The Int function performs a simple truncate on a number. Note: this does not do rounding. Also significant is that Int will return whatever data is sent to it. If the parameter is a double, int will return a double. If the parameter is a single, Int returns a single, if the parameter is a date, Int returns a date.

Debug.Print Int(Now)

Debug.Print Now - Int(Now)

Surprised to see a number instead of a time? Me too. But… in VB6, when you subtract dates, the resulting data type is a double.

Debug.Print TypeName(Now - Int(Now))

However, this double can be converted back to a Date variable type like this.

Debug.Print cDate(Now - Int(Now))
9:25:40 AM 

Clearly, there are 2 different methods for separating the date from the time in a Date variable.
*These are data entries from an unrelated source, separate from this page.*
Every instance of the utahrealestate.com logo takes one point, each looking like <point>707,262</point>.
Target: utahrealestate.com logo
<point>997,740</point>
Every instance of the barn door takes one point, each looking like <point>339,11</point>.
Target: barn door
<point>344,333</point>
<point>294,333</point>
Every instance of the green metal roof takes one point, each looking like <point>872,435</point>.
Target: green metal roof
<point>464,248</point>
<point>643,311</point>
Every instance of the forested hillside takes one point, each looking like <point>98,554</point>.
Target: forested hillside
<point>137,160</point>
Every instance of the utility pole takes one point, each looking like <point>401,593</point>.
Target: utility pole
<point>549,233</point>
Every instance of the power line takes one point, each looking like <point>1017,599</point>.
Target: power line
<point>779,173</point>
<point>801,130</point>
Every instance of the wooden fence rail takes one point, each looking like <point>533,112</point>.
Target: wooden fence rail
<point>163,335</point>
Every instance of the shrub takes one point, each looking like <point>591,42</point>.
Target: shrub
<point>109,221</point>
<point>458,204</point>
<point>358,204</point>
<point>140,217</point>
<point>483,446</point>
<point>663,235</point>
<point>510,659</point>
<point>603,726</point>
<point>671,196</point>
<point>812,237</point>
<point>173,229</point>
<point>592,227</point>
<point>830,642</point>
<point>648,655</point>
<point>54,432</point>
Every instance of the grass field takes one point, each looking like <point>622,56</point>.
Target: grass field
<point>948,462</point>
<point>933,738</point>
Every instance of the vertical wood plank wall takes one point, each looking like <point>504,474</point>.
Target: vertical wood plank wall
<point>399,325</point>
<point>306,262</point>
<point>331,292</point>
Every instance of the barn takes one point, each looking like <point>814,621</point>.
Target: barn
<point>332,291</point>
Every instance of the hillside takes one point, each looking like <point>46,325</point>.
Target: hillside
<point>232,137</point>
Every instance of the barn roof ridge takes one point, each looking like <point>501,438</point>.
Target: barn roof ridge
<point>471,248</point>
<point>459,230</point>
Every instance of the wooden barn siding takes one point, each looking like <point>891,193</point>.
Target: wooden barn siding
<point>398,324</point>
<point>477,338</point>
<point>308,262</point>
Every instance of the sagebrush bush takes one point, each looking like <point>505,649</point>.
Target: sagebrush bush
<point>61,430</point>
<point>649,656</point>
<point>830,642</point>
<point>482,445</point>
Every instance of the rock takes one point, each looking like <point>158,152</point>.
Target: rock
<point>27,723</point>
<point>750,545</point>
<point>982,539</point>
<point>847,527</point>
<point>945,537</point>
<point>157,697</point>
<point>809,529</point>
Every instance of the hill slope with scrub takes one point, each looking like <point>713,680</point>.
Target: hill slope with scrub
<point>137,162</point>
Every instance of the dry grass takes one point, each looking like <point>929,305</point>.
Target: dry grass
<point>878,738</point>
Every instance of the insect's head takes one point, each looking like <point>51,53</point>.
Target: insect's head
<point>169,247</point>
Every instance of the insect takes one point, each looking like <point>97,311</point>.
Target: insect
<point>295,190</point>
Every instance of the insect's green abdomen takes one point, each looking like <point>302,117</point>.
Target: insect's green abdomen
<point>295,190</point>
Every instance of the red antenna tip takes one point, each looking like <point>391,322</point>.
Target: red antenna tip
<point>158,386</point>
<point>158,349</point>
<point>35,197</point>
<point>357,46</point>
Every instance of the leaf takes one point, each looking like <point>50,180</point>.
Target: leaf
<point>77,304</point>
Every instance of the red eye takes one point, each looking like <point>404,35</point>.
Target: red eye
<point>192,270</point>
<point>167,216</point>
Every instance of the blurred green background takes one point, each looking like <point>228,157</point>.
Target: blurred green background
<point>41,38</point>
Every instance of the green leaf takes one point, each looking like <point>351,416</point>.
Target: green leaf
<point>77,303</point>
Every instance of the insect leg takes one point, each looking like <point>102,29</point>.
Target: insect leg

Which is better? They both return the correct value, so now it’s up to performance.

I tested the performance with this code:

Option Explicit

Private Sub Command1_Click()

    Dim i As Long
    Dim dteTemp As Date
    Dim Start As Single
    Start = Timer
    For i = 1 To 1000000
        dteTemp = RemoveDate(Now)
    Call MsgBox(Format(Timer - Start, "0.00") & " micro-seconds")
    Start = Timer
    For i = 1 To 1000000
        dteTemp = RemoveDateWithFormat(Now)
    Call MsgBox(Format(Timer - Start, "0.00") & " micro-seconds")
End Sub

Private Function RemoveDateWithFormat(ByVal DateTime As Date) As Date
    RemoveDateWithFormat = Format(DateTime, "h:mm")

End Function

Private Function RemoveDate(ByVal DateTime As Date) As Date
    RemoveDate = DateTime - Int(DateTime)
End Function

The Int method runs in 0.40 micro-seconds and the Format method takes 3 micro-seconds. The Int method is approximately 7 times faster.